With the changes in the buying journey and the buyer–seller interactions becoming void of personal connections, developing happy and close relationships is likely more challenging than before. Research on “positivity resonance” explains how shared positive experiences could foster relationship-building (e.g., Fredrickson, 2001; Hall, 2020). With novel technologies that allow shared experiences in an online setting (e.g., Hasbro’s online games, Gather.Town, etc.), firms can attenuate the negative impact of technological shifts and build relationships with customers in a digital environment. Future research can explore this avenue further.

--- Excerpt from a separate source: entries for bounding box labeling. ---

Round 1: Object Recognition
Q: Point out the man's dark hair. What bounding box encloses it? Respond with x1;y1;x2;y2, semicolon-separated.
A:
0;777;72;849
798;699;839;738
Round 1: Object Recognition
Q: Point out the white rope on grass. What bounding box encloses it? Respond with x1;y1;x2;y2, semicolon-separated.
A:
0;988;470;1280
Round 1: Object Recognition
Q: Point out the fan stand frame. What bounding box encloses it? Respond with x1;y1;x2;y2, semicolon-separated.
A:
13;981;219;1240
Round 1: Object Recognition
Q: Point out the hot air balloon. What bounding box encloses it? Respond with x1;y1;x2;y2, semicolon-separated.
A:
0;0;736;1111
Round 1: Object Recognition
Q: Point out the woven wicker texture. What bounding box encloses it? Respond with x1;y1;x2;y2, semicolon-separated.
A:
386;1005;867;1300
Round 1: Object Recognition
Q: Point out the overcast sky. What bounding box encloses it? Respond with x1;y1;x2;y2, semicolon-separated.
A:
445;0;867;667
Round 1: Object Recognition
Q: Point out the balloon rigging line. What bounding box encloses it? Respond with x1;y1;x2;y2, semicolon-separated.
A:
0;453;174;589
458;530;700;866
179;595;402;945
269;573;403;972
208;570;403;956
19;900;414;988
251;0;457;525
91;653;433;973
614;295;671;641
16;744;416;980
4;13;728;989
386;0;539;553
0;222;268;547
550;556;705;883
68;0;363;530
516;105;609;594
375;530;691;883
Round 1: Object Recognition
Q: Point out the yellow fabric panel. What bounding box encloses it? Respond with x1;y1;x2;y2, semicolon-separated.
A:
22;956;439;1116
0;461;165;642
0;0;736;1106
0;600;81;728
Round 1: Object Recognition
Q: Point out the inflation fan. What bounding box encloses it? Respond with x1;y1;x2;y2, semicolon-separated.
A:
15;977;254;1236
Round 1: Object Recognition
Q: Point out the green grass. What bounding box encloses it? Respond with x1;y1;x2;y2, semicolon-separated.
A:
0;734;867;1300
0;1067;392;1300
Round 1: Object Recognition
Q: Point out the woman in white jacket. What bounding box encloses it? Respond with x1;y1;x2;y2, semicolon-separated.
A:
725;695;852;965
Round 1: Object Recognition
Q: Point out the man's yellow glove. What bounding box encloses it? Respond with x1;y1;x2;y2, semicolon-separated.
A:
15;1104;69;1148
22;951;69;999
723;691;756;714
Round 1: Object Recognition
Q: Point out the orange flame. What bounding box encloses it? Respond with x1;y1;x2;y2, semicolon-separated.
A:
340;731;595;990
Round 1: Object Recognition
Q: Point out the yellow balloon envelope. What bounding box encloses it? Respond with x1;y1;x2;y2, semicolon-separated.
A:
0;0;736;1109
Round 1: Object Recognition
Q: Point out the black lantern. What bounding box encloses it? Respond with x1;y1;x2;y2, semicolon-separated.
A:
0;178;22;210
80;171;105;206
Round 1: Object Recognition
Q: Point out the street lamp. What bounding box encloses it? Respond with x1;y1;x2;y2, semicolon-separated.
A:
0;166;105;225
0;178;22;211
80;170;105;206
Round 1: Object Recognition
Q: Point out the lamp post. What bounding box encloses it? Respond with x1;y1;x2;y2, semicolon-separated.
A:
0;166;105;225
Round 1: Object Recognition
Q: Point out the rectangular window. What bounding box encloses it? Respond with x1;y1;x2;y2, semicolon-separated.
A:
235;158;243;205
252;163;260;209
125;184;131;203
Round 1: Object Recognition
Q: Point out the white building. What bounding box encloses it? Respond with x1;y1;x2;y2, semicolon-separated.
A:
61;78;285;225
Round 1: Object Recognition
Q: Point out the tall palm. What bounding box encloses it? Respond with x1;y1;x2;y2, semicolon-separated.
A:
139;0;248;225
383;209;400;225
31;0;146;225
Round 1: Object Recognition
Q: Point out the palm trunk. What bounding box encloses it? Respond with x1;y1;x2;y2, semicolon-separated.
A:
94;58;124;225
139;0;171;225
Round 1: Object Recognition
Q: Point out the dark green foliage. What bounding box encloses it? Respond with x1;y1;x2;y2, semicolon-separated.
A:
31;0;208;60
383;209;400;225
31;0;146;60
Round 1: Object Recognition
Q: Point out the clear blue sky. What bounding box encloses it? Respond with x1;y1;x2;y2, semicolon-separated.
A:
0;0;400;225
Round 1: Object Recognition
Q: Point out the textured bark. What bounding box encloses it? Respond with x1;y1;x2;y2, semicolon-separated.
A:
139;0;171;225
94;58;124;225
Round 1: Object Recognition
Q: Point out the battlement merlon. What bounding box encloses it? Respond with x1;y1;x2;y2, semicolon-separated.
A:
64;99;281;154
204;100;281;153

While there is much research on email or text interactions, research on videoconferencing and how it differs from face-to-face interaction is scarce. As we mentioned earlier, videoconferencing tools such as Zoom get closer to face-to-face experience by revealing facial micro-expressions but limit bodily cues and make eye contact impossible. However, they also allow seeing and correcting one’s own facial expression, which is not possible in face-to-face and would offer interesting research directions. Newer technologies such as www.gather.town allow videoconferencing within physical contexts such as classrooms or conference hotels, which gets a lot closer to a face-to-face conversation.Footnote 3 These advances can mitigate potential pitfalls of videoconferencing, including Zoom fatigue or feeling of loneliness (for instance, see Turkle, 2011). Future research can dive into these new formats and their relative benefits.

Salesperson behavior

The role of salespeople has fundamentally changed in the presence of the informational and technological shifts (Oh, 2017). Furthermore, in line with the ecosystems perspective of selling, salespeople’s ability to change the thinking and actions of buyers is increasingly more limited (Hartmann et al., 2018). However, salespeople remain an important aspect of buyer–seller interactions, even in the presence of informational and technological shifts that challenge their role in face-to-face interactions with buyers. This is particularly true in the B2B marketing context when long-term relationships are important. It is also true in the B2C context when salespeople have to form a judgment and make decisions in a shorter time span, lest the customers will buy elsewhere. Our research agenda identifies several research questions regarding salesperson accuracy in their interactions with buyers and the issue of learning new sales tactics and unlearning old sales tactics to effectively sell to informed buyers.

Conclusion

Our inquiry focuses on informational and technological shifts that challenge the assumptions of many existing theories and frameworks in marketing. Reviewing findings in empirical research on negotiation in general and buyer–seller negotiations in particular, we illustrate how these assumption violations have been examined. Based on these insights, we develop a research agenda to guide future research on buyer–seller interactions in the modern world, where the informational and technological shifts continue to unravel. Although we organize the research questions in our agenda into three separate themes, there are complex interrelationships among them. For example, changes in buyers’ and sellers’ roles, power, and aspirations can bias the way both process information (e.g., motivated reasoning; Kunda, 1990) and subsequently influence other processes. Furthermore, because these effects likely vary across interaction episodes, longitudinal analyses would be useful to unpack the dynamics of buyer–seller interactions. Finally, to study these phenomena, scholars can leverage methodological advances to glean nuanced insights from under-researched aspects of buyer–seller interactions such as verbal and textual cues (e.g., Marinova et al., 2018; Singh et al., 2018, 2020) and to demonstrate causal effects instead of correlations (e.g., Ahearne et al., 2019a).